Jungle Speed review: A tricky balance of speed versus accuracy

Jungle Speed is a fast-paced card game that requires a tricky balance between speed and accuracy for victory. But was it a winner for us?

I was provided with a copy of this game for review purposes.

Jungle Speed is a rapid-fire card game that can be played by up to ten people. At its most basic level it is derived from that ages-old classic, Snap, but it’s far more complicated than that.

The aim of the game is straightforward enough: get rid of all your cards before anyone else can. The 80 cards in the deck feature a variety of designs and colours and players take it in turns to reveal the top card on their pile. As soon as two cards with the same design are turned over, this initiates a duel in which the first person to grab the totem pole in the middle of the playing area wins and passes their discarded cards to the loser. But here’s the twist. If a player mistakenly engages in a duel – and several of the cards are similar but not identical, so mistakes are easy to make – they pay for their error by receiving other players’ cards instead. This makes it a much trickier game than it appears at first sight.

There are also a number of special cards which change the rules of the game when turned over. These provided some essential variety to the play but also added a level of complexity that requires players to learn a few extra rules rather than just jumping straight in. It’s an issue that disappears once players have familiarised themselves with the game but it did prove to be an initial barrier. However, because the game is largely reliant on speed than skill or strategy it means that children can quickly compete on the same level as adults, which is a big selling point.


Despite some initial frustrations Jungle Speed provided plenty of laughs. The speed of play was fast and games lasted less than 15 minutes. And it was an interesting and different challenge for our nine and seven-year-old boys to realise that speed isn’t everything, a lesson they learned the hard way as the pile of cards in front of them grew in size.

Play requires a reasonable amount of space and a flat, steady surface to enable the totem pole to stand up. It’s not a game that can be easily played in the car or on a train, where the totem pole would constantly fall over.

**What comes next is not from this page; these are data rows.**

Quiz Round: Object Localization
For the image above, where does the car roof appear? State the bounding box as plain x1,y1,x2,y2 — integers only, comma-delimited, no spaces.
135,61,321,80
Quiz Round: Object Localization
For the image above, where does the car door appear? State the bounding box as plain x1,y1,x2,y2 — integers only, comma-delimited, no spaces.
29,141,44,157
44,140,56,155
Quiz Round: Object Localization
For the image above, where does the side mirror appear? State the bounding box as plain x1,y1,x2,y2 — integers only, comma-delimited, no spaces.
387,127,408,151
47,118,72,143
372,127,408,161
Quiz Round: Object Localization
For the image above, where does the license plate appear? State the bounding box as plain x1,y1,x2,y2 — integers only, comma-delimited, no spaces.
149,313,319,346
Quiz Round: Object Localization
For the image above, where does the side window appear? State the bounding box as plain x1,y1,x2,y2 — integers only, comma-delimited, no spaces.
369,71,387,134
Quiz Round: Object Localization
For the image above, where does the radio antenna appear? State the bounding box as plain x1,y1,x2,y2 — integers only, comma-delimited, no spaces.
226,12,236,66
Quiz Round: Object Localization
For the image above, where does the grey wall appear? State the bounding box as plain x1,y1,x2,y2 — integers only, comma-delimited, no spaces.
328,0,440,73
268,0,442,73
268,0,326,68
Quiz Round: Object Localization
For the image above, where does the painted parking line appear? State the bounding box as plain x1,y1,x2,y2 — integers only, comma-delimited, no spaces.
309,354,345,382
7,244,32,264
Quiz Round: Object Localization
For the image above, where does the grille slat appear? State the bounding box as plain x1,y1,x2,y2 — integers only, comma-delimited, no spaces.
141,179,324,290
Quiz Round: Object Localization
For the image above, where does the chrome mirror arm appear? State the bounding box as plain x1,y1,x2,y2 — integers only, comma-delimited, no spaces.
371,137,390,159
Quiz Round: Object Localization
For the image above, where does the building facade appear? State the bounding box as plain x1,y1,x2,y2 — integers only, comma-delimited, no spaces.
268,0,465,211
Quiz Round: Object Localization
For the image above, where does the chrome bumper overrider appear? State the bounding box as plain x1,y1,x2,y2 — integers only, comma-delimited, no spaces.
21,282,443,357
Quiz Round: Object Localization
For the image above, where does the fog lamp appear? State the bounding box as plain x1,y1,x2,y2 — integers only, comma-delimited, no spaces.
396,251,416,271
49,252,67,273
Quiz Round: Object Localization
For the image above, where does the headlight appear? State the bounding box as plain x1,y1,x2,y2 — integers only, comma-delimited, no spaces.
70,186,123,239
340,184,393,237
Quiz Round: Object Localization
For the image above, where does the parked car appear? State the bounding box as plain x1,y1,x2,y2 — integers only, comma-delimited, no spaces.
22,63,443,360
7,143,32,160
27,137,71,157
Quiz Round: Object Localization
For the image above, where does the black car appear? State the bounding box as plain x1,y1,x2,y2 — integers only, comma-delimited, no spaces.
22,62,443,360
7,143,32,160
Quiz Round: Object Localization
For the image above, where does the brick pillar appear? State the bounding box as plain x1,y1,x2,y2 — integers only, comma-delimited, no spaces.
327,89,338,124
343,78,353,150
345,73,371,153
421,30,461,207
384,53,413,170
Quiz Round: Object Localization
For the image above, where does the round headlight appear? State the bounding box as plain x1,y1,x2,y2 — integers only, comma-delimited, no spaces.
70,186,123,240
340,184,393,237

Our overall verdict? Jungle Speed had a mixed reception. The need to be quick but not too quick provided a novel challenge. And there were plenty of laughs and howls of frustration when players realised they had erred. However, the gameplay was a bit fiddly and not complex enough tactically to hold the attention of a family of serious game-players for long.

So Jungle Speed was an interesting diversion for half an hour of light-hearted play. It’s certainly a good game for children who aren’t yet ready for more complex or strategy-based games. However, our kids love strategic games, so while Jungle Speed was fun we probably tried it a year too late.

In truth, I don’t think it’s a game we will pull off the shelf that often in the future – although it would make for an entertaining adult drinking game! However, it’s well worth a look for younger, less advanced game-players looking for something less serious with more of a fun element. How much longevity it has depends to what extent you have a need for something more complex and involved.

Jungle Speed is available from major retailers with a recommended retail price of £14.99.